As every gardener knows, weeds are a good deal better at growing than the actual plants we want to see. Keeping nuisances like bindweed under control can be an endless, dispiriting task.

Alan Titchmarsh, the nation’s favourite gardener, has a few tips on how to manage unwanted intruders in your flower beds. He points out that weeds don’t tend to flourish on lawns – and for a good reason.

Alan explains on the BBC Gardeners’ World Magazine Podcast: “If you think of bedding your lawn, there are not many perennial weeds because they've all been mown out – apart from dandelions and, and docks and plantains, which form rosettes, which sort of sneak under the mower.”

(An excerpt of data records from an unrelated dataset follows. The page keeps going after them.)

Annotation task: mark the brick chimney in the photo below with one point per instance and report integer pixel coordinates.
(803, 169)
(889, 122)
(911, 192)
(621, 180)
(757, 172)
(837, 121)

For that reason, Alan says you need to stay on top of weeds, pulling them up where you can, but even when that’s not practical, just make life as difficult for the weeds as you can.

He said: "I keep going through my border, taking it out as soon as I see it,” Alan says, adding “Keep cutting off the top growth time and time and time and time again. You will kill it. And it takes a lot of doing it.”

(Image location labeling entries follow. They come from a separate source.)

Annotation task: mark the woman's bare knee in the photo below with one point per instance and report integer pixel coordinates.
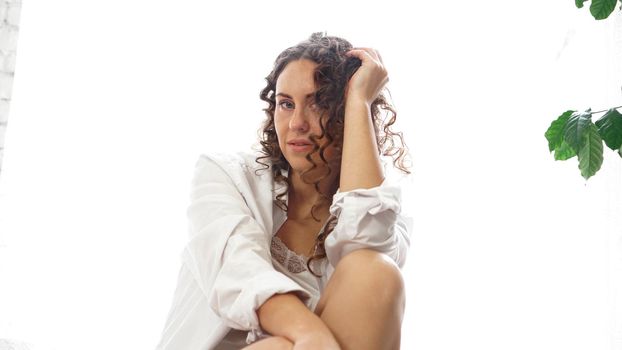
(271, 343)
(369, 273)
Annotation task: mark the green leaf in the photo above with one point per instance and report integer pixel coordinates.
(575, 129)
(591, 153)
(554, 134)
(610, 128)
(601, 9)
(564, 152)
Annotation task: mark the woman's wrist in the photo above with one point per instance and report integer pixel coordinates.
(357, 101)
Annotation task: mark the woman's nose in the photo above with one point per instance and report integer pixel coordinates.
(299, 122)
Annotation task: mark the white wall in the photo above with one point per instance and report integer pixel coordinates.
(113, 102)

Once you have fairly “clean” soil, Alan says, how you plant your new plants is key: “The solution is to plant things close together. I don't plant anything much more than either foot or 18in apart – that’s 30 to 45cm apart. So the cultivated plants cover the ground quickly, which means there's less room for weeds to get in.”

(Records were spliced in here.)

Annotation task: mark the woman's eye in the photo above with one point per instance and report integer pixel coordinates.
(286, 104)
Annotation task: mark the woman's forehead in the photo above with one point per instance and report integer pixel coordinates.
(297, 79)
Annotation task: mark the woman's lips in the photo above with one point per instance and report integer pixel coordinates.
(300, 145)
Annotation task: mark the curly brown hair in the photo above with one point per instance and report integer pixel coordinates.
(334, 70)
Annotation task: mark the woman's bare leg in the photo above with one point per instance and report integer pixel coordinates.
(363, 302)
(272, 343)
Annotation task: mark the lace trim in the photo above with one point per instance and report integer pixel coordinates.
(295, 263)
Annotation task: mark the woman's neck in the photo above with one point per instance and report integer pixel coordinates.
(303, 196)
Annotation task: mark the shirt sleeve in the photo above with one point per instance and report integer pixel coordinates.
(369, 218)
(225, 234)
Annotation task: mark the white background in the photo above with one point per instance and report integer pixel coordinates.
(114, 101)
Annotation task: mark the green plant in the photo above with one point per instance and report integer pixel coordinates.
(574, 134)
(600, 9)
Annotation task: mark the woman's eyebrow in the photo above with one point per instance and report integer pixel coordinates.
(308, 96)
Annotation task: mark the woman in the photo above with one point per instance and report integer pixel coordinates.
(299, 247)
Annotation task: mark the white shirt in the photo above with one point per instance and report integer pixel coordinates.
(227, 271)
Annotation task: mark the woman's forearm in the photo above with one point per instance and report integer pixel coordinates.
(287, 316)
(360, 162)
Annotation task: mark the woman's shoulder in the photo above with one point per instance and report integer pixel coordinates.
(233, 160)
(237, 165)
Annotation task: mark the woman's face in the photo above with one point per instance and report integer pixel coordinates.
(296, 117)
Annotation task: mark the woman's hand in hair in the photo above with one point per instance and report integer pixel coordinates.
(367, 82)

If your weed problem is particularly severe, you can lay a square of black polythene over the affected area for a few months. “Black polythene doesn't look pretty,” Alan admits, “But if you leave the ground covered up for at least a year…that will kill it out. It cannot survive that length of time.”

The real nuclear option is, of course, using a heavy-duty weedkiller such as Roundup – a herbicide so potent that it’s set to be banned after the end of the year. Alan says that, although technically his garden is all organic, he made one exception when he first moved into his home some 22 years ago.

“Some people like to use Roundup,” Alan says. “I don't, but I have, in the early stages of this garden here.”

He added: “When I took in a new area that I needed to clear, I did allow myself to use Roundup once to clear it, and from then on it stayed organic. But that gave me a head start.”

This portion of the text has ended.